Um argumento contra essa ideia é dada por toda literatura amorosa, em que o desejo aumenta conforme aumentam os obstáculos e as “provas” para se chegar à pessoa amada. Se esse trajeto fosse fácil, não teria graça. Aliás, esta é a tragédia de Don Juan. 
Mas não precisamos ir tão longe. No universo dos jogos, os games muito fáceis, ou que se tornam muito “dominados”, perdem logo a atratividade. No esporte, quando há muita assimetria entre os competidores, o jogo fica “chato”. 
O recurso à trivialização do social tem portanto limites. Quanto mais trivial é a relação, menos interessante ela é. Isso tem a ver com o fato de que a relação trivial é rapidamente “exaurida”. Isso significa que ela é menos resistente à entropia (menos “resiliente”). 
Assim, embora a escolha pela trivialização (soluções simplistas, demagógicas e inexequíveis) seja uma estratégia a curto prazo bem sucedida, ela acaba não tendo fôlego a longo prazo. Isso explicaria as derrotas de Trump e Bolsonaro, e o provável destino de Milei. 
E isso também os diferencia de personagens menos triviais, embora autoritários, como Putin ou Erdogan, ou mesmo Orban, que preferiram robustecer a estrutura de Estado, em vez de enfraquecê-la. Mas acabam se esquecendo que o Estado não é a Sociedade, o que é uma tentação de todo líder autoritário. Mas este é outro problema. 

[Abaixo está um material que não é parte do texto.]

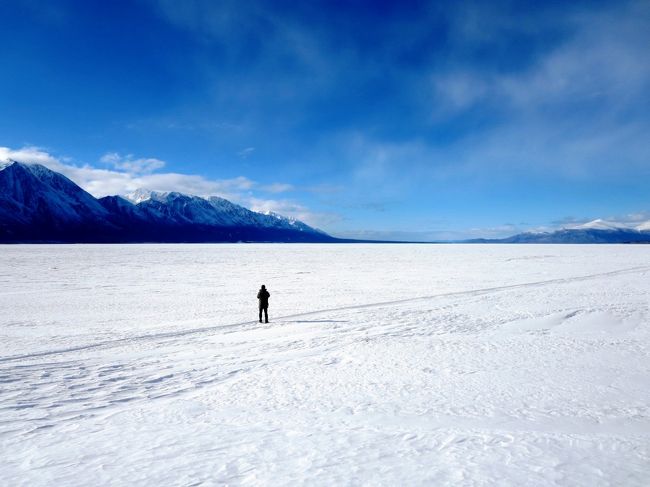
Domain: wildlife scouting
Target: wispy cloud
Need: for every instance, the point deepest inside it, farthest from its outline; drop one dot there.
(277, 188)
(130, 173)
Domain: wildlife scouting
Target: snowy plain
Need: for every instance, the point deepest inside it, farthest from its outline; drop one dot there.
(382, 365)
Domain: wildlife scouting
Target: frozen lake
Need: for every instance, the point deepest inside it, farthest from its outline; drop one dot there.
(382, 365)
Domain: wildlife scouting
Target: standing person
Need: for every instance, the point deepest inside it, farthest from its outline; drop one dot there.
(263, 297)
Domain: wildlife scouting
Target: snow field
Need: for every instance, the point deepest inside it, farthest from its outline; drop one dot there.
(382, 365)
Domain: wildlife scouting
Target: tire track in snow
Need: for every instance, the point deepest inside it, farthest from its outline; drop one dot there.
(218, 328)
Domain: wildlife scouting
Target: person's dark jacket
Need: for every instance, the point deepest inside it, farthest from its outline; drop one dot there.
(263, 296)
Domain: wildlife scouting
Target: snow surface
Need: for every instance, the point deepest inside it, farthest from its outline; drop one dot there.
(382, 365)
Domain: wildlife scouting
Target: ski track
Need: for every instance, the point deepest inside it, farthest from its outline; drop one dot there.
(490, 386)
(225, 328)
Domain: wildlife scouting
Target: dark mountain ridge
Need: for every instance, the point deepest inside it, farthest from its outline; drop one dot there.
(41, 205)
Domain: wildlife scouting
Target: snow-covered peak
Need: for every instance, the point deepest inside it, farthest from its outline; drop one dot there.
(6, 163)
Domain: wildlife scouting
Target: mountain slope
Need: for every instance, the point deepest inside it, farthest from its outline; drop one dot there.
(38, 204)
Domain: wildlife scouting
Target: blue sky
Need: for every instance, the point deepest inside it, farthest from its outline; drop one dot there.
(409, 119)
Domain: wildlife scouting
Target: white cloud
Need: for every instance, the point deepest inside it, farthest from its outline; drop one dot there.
(277, 188)
(128, 175)
(294, 210)
(131, 174)
(245, 153)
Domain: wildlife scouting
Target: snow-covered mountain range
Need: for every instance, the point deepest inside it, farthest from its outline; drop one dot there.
(38, 204)
(596, 231)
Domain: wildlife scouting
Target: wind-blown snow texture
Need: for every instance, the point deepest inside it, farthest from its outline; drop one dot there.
(382, 365)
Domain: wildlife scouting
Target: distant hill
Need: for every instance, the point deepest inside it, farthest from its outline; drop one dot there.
(41, 205)
(594, 232)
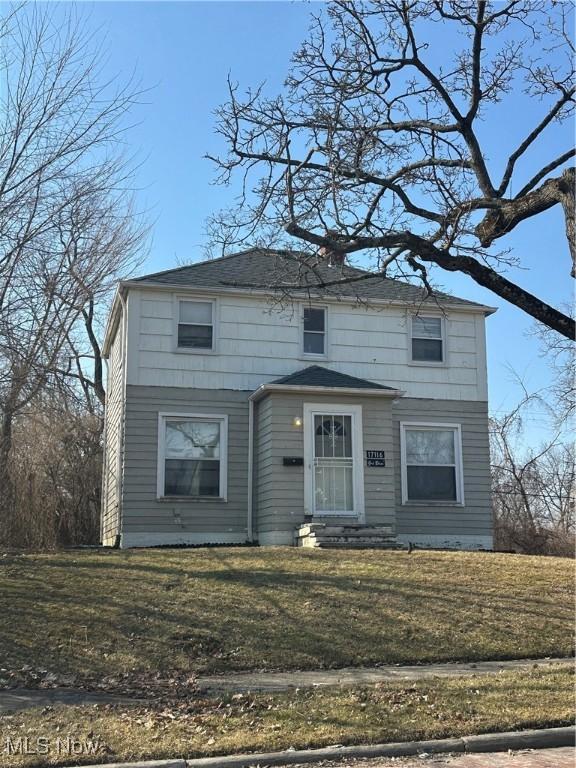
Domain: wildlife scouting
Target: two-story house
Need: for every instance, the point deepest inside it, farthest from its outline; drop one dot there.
(239, 413)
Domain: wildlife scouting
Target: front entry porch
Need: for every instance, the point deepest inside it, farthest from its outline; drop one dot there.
(327, 536)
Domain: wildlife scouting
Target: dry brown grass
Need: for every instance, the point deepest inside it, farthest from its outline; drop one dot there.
(313, 718)
(90, 614)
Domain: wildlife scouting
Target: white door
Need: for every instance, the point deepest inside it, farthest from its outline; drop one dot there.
(333, 458)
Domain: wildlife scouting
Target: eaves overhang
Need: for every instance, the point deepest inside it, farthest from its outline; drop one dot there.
(306, 292)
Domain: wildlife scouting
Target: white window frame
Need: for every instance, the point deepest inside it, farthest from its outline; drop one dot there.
(429, 425)
(161, 465)
(437, 363)
(314, 355)
(176, 312)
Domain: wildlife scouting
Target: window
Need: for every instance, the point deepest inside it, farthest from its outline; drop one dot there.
(195, 324)
(431, 463)
(427, 342)
(314, 331)
(192, 456)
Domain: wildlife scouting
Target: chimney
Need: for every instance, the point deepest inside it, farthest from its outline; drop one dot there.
(332, 256)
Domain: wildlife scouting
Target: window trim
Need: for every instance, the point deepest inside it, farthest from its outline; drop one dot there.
(432, 425)
(176, 313)
(443, 338)
(163, 416)
(314, 355)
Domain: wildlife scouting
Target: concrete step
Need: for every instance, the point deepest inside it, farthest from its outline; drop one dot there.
(344, 536)
(354, 539)
(344, 530)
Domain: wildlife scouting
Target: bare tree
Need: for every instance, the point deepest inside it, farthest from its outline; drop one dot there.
(375, 146)
(533, 489)
(66, 217)
(560, 353)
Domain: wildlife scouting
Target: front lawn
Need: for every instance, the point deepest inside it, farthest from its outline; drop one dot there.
(396, 711)
(76, 617)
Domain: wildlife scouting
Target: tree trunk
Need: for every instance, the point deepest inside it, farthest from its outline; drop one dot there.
(6, 489)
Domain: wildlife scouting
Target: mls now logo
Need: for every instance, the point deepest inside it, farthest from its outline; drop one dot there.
(25, 745)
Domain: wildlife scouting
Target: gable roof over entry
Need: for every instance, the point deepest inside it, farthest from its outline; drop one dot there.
(319, 380)
(318, 376)
(294, 272)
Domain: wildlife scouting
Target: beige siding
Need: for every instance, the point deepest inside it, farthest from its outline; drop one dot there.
(257, 343)
(280, 490)
(149, 520)
(110, 525)
(474, 519)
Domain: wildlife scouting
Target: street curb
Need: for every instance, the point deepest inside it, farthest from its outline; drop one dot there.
(544, 738)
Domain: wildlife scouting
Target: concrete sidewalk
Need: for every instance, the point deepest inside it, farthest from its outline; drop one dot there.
(282, 681)
(14, 699)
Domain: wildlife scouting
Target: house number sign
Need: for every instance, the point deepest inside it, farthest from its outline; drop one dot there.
(375, 459)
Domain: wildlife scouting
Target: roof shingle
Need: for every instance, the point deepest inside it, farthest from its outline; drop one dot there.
(318, 376)
(294, 273)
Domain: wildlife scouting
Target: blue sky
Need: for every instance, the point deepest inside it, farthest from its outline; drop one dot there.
(184, 51)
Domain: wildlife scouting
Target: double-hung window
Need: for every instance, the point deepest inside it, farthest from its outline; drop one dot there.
(314, 325)
(427, 339)
(195, 324)
(431, 463)
(192, 454)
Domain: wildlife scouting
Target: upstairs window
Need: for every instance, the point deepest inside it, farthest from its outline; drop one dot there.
(195, 324)
(427, 339)
(431, 463)
(314, 331)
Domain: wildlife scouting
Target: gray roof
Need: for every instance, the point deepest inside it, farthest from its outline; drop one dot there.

A Sociedade se protege da trivialização criando mais “resiliência”, ou seja, mais laços sociais. A maneira correta de fazer isso é através da reciprocidade ou da solidariedade. 
A extrema-direita não consegue fazer isso, pois investe no ressentimento e na divisão social pela propagação da distinção amigo/inimigo. Esta distinção é fortemente “cismogênica” o que acaba por esgarçar os laços em vez de fortalecê-los.
Desde muito tempo, os líderes autoritários elegeram inimigos externos para reforçar os laços sociais internos. Os movimentos fascistas fizeram isso. Mas esses novos líderes têm dificuldade de agir assim pois se movem num cenário globalizado, no qual os inimigos internos parecem mais fáceis de arranjar do que inimigos externos. 
O fascismo tradicional reforçava os laços nacionalistas, mas criou uma situação internacional que tendeu fatalmente à guerra, como aconteceu no século XX. Esta situação volta a acontecer agora em Israel, que transformou o Palestino num ambíguo “inimigo externo”. 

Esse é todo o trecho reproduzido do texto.